Les logettes de l’écorce pileuse sont plus arrondies que celles de l’espèce ressemblante Membranipora membranacea non décrite dans ce fascicule mais parfois présente en Zélande.


Les phoronidiens


La phoronis hippocrepia

(Phoronidien)

https://doris.ffessm.fr/Especes/Phoronis-hippocrepia-Phoronis-au-lophophore-en-fer-a-cheval-115

Nom scientifique :
Phoronis hippocrepia

Taille :
Malgré une taille pouvant atteindre 10 cm, la partie visible de Phoronis hippocrepia ne dépasse pas quelques millimètres. En effet, on ne peut observer que la couronne de tentacules en forme de fer à cheval dont le diamètre est compris entre 5 et 10 millimètres.

Couleur :
souvent blanchâtre, parfois verdâtre.

Où la trouver ?
On observe cette espèce dans les endroits ombragés, comme sous les rebords et à la base des rochers. On la trouve principalement dans les dix premiers mètres de profondeur.

Phoronis hippocrepia à Dreischor

Phoronis hippocrepia à Dreischor

Phoronis hippocrepia

Critères de reconnaissance :
Phoronis hippocrepia ne se développe que sur des substrats [] durs.


Encroûtante, Phoronis hippocrepia adhère au substrat [] dur et est recouverte de sédiment. Perforante, Phoronis hippocrepia est entièrement enfouie dans le substrat [] dur.

Le régime alimentaire de Phoronis hippocrepia se compose de phytoplancton [], de zooplancton [], de larves d’invertébrés et de détritus. Elle est elle-même au menu de nombreuses espèces de crustacés et de poissons qui arrivent à l’extraire de son tube.


La phoronis de sable

(Phoronidien)

https://doris.ffessm.fr/Especes/Phoronis-psammophila-Phoronis-de-sable-5773

Nom scientifique :
Phoronis psammophila

Taille :
Le tube de Phoronis psammophila est enfoui dans le sable.
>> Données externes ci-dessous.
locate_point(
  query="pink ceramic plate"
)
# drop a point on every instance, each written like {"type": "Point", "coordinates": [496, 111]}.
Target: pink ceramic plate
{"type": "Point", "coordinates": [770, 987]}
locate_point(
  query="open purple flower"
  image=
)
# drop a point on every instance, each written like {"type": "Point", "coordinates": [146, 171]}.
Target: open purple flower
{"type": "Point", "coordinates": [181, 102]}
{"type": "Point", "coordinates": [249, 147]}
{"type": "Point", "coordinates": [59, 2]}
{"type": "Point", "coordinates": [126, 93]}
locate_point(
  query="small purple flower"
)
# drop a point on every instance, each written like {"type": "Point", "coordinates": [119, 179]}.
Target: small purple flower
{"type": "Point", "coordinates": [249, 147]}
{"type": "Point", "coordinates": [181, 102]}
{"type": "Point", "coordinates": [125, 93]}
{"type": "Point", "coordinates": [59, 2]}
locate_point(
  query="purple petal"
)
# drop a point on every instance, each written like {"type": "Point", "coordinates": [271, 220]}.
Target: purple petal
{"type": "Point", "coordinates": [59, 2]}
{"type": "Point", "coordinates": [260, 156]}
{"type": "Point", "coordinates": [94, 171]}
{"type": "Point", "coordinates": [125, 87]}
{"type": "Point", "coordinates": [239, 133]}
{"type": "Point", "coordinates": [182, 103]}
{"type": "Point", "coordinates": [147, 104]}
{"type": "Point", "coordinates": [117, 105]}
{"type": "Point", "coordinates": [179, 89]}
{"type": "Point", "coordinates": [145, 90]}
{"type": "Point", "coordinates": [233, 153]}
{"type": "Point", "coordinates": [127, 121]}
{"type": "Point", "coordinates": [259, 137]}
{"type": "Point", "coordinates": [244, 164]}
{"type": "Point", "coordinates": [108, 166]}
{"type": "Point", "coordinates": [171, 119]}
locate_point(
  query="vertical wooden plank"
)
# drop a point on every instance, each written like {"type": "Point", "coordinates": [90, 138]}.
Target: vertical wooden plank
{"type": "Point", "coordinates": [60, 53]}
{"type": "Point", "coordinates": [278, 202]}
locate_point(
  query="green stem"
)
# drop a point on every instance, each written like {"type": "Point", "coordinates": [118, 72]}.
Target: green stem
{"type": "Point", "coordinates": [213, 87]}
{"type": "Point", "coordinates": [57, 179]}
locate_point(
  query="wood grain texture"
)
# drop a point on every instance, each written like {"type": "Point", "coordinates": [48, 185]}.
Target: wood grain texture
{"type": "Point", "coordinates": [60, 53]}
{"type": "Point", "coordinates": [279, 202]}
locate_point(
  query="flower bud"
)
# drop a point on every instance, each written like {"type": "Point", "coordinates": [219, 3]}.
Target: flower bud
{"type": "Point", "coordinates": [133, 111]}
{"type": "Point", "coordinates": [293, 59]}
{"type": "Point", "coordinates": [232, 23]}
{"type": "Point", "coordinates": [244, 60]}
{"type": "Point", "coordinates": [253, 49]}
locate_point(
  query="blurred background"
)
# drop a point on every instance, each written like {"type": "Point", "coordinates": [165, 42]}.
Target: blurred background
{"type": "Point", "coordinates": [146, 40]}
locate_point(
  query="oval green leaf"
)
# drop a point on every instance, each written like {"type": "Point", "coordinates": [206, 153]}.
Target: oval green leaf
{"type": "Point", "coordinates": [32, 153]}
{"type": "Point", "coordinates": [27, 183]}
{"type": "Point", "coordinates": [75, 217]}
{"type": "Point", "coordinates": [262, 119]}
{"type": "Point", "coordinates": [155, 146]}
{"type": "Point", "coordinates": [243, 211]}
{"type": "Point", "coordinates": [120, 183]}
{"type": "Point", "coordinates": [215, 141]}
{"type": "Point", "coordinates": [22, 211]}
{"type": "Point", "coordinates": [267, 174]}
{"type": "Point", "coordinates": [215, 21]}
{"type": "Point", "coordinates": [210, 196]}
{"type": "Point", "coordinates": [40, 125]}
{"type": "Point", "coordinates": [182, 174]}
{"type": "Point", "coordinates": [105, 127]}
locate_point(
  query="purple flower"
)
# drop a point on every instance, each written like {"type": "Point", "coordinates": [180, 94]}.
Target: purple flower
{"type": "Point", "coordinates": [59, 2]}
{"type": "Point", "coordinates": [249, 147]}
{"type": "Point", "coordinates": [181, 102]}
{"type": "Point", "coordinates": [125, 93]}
Il mesure de 5 à 10 cm de longueur pour un diamètre compris entre un demi et un millimètre. La seule partie qui dépasse de la surface du sédiment est le lophophore en forme en fer à cheval dont le diamètre atteint 4 à 5 millimètres

Couleur :
souvent blanchâtre mais parfois avec des coloris pastel.

Où la trouver ?
On observe cette espèce dans les zones abritées des courants marins où elle colonise les zones sableuses, principalement dans les vingt premiers mètres de profondeur.

Phoronis de sable au Pont de Zélande

Phoronis de sable au Pont de Zélande

Phoronis de sable

Critères de reconnaissance :
A la différence de l’espèce précédente qui se fixe sur un substrat dur, cette espèce colonise les zones sableuses dans lesquelles elle s’enfonce.


Il est impossible de distinguer les deux espèces du genre Phoronis décrites ici sans prendre en compte leurs milieux de vie respectifs. Phoronis hippocrepia est présente uniquement au niveau des substrats durs tandis que Phoronis psammophila ne s’observe qu’au niveau des fonds meubles sableux.